La novella consente di ricondurre entro tale ambito un vastissimo campionario di fattispecie, poiché nell’attigua categoria delle irregolarità l’art. 7-quater tipizza solamente “[l]a mancata o erronea indicazione” negli atti di accertamento e riscossione delle informazioni relative all’ufficio presso il quale è possibile effettuare un accesso al fascicolo e alle autorità amministrativa e giurisdizionale a cui il contribuente si può rivolgere per ottenere tutela. Poiché solo tale fattispecie “non costituisce vizio di annullabilità” (art. 7-quater cit.), a quest’ultima categoria di invalidità occorre – a contrario – riportarsi per tutte le altre violazioni di legge.

A fronte di un vizio di annullabilità, gli atti autonomamente impugnabili “dinanzi agli organi di giurisdizione tributaria sono annullabili”, sulla scorta di “motivi di annullabilità [rectius di illegittimità] e di infondatezza” da dedurre, “a pena di decadenza, con il ricorso introduttivo del giudizio dinanzi alla Corte di giustizia tributaria di primo grado” (art. 7-bis cit.). Questa precisazione – iterativa dell’attuale disciplina processuale applicabile sinora a tutti i tipi di vizi sollevabili in giudizio – è funzionale a tracciarne la distinzione rispetto ai vizi di nullità degli atti dell’Amministrazione finanziaria, che “possono essere sempre eccepiti in sede amministrativa o giudiziaria, sono rilevabili d’ufficio in ogni stato e grado del giudizio e danno diritto alla ripetizione di quanto versato, fatta salva la prescrizione del credito” (art. 7-ter).

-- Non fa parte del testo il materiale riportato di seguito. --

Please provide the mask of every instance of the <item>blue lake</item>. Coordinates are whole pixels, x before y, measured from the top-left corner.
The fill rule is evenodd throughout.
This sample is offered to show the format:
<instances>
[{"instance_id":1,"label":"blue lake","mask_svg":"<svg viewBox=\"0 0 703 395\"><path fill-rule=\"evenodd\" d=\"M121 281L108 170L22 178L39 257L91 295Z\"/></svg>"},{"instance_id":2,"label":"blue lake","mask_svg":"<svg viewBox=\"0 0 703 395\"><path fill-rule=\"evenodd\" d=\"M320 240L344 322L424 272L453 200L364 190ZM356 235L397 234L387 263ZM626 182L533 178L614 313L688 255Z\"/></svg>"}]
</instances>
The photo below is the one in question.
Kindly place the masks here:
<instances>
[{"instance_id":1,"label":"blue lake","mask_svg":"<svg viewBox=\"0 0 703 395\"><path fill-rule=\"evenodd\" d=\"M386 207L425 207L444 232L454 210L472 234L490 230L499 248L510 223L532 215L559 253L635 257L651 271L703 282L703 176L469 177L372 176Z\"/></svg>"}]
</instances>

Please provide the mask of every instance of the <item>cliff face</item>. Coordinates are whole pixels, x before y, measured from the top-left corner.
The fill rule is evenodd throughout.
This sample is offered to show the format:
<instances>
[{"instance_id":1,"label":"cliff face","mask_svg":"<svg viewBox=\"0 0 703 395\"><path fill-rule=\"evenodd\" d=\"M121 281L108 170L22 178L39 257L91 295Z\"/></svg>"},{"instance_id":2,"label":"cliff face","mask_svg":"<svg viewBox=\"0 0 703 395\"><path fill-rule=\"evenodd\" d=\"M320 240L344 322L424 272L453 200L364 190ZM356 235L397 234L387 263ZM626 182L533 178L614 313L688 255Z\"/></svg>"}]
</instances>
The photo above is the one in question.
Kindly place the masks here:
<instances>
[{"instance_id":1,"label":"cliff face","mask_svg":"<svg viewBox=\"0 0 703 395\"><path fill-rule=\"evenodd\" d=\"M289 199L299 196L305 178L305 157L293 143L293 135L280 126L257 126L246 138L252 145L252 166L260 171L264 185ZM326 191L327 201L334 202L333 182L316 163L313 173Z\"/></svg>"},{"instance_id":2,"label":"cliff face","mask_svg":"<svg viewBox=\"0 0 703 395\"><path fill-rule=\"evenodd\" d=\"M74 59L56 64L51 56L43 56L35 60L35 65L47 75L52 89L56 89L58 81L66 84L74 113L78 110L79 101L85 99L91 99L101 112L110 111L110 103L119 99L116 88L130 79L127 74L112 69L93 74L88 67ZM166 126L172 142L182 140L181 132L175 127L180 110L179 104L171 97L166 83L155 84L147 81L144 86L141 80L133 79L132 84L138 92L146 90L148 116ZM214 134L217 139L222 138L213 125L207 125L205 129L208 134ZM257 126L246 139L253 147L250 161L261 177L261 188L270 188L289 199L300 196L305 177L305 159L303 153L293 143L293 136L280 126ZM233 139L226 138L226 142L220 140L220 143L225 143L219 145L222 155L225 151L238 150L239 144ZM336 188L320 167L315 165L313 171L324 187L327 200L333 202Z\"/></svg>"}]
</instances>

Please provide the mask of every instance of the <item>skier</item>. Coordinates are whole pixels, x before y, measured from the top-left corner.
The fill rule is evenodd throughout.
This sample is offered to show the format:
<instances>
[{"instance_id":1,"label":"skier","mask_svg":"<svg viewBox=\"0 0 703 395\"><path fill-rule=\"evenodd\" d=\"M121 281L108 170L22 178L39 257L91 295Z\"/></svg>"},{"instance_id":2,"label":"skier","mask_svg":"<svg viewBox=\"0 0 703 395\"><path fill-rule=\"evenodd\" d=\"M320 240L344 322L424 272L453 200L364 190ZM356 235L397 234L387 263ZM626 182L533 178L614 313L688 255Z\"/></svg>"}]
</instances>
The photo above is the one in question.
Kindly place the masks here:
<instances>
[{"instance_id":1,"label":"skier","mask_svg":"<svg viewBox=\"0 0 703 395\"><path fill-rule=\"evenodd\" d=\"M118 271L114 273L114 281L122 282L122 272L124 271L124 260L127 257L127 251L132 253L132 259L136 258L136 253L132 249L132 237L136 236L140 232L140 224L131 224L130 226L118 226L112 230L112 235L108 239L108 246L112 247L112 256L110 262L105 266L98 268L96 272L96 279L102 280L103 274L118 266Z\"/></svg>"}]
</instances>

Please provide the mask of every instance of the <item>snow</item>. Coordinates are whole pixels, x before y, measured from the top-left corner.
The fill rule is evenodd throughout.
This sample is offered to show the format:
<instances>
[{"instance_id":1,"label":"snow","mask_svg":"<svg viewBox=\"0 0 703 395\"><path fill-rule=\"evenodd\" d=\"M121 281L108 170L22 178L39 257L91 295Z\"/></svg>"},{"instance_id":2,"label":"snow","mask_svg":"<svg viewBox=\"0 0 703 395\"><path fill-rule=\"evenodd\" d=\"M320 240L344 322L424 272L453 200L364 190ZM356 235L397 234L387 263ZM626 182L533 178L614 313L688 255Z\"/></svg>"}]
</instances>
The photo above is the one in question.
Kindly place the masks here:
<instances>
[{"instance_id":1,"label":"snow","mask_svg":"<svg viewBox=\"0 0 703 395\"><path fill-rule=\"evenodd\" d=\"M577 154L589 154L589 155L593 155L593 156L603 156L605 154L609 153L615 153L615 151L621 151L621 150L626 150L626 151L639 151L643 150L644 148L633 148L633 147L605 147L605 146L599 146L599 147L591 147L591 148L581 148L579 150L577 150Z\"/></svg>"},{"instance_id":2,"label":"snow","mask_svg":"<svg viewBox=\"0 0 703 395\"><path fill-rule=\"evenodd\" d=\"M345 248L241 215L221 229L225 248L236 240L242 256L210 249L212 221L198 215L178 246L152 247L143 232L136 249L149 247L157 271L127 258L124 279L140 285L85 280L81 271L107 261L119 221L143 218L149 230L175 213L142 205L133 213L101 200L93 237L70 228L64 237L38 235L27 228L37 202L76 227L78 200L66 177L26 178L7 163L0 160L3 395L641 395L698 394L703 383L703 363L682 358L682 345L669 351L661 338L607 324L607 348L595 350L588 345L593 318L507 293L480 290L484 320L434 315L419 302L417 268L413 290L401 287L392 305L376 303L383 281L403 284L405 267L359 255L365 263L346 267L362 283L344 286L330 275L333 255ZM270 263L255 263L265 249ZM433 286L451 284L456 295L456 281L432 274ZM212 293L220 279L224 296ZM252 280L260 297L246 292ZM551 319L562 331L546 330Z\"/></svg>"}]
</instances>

La possibilità di eccepire un vizio di nullità successivamente alla notifica dell’atto introduttivo e la sua rilevabilità da parte del giudice rappresenta l’innovazione più significativa nell’ambito di un sistema in cui la tutela giurisdizionale dei privati nei confronti dei provvedimenti tributari incidenti sui loro diritti proprietari è stata finora prestata esclusivamente su domanda di parte e sulla scorta di quei motivi a “critica libera” che monopolisticamente il ricorrente decide di portare all’attenzione del giudice.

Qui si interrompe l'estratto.